Consider what you can track across every single marketing activity that your brand participates in. This means if you hold a Twitter chat, then you should track the number of tweets and retweets made during the chat. Or if you send out a promotional email campaign, then you should track how many signups or sales were made off the back of it.

You should also look at how campaigns perform both in the short and long term too, so that you can get a more accurate overview on ROI.

Image: Moz

It will also be necessary to perform competitive analysis to get a good overview on how others in your industry are likely to be performing when compared to your own brand. Social listening tools should be utilised so that you can pick up brand mentions and understand why these have occurred and from where. Marketing analysis is about analysing everything in order that you can further tweak your campaigns and understand where strengths and weaknesses lie and where improvements can be made.

#5: Mobile Advertising

The world has gone mobile. Most of you will already be aware of the necessity for having a responsive or adaptive website in the wake of Mobigeddon. So you’re aware that mobile is here to stay and that this means that we have to adapt our way of marketing online in order to reach all of our customers.

More people in the world now own a mobile phone than do a toothbrush. That means that if you dismiss mobile as a means of marketing, then you’re potentially missing out on a huge audience. Not everyone still accesses the net on a desktop PC anymore; increasingly, people are using smartphones and tablets to carry out all manner of entertainment and productivity tasks.

The mobile advertising market too is massive. It’s thought that in the US alone, by 2019 mobile will account for 72% of the digital ad spend. Further to this, by the same year, the mobile/desktop gap in spending will widen by over 40% (in favour of mobile). And by 2018, it’s expected that digital advertising will finally surpass TV advertising in terms of how much revenue is generated.

According to Gartner’s Stephanie Baghdassarian,

“The mobile advertising market took off even faster than we expected due to an increased uptake in smartphones and tablets, as well as the merger of consumer behaviors on computers and mobile devices. Growth in mobile advertising comes in part at the expense of print formats, especially local newspapers, which currently face much lower ad yields as a result of mobile publishing initiatives.”

However, there are many choices when it comes to mobile advertising and initially, this can be daunting.

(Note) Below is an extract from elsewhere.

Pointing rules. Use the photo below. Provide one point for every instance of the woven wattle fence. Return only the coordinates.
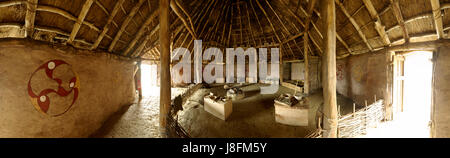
(356, 124)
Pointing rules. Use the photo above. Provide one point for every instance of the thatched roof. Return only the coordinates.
(130, 27)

Mobile ad formats include:

  • Apps – develop your own app or advertise in another app
  • Banner ads – tend to perform better on mobile than desktop
  • Native ads – a study found that viewers looked at native ads 52% more often than they did banner ads
  • SMS – these are strictly regulated and requires users to opt in
  • MMS – uses rich media and is subject to the same regulation as SMS
  • PPC – search engines allow you to craft ads that will be served on mobile devices
  • Voice over – similar to a radio ad, this allows you to create a voice ad that will cut into the service that is active such as Spotify free version
  • Video – short video ads (ideally around the length of a Vine) can be very effective
  • Social – it’s worth singling social out from in-app advertising (although it’s really the same thing) as there is a huge audience at your fingertips
  • Location based – you must take care when it comes to privacy and permissions with location-based ads, but it’s becoming more popular as companies such as Foursquare enter the fray.

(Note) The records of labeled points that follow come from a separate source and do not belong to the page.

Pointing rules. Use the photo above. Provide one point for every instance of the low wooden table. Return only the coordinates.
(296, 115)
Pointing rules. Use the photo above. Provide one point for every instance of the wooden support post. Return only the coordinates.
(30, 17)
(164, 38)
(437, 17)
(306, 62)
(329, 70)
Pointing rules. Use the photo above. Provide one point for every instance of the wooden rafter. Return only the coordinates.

So before embarking on a mobile ad campaign, it will be necessary to put in some research to see which format might best work for your brand.

Consider the Whole Picture

With inbound marketing, I consider it to be important to look at the whole picture and to approach it holistically. Successful inbound marketing rarely relies on one channel, and is always looking for innovative ways to improve and considers strategy to be at the heart of the discipline.

When done well, inbound marketing can be incredibly effective and rather than just send out messages to a somewhat disinterested audience – as outbound marketing does – allows a brand to build relationships that result in loyal customers, brand advocates and for the business itself, strong growth.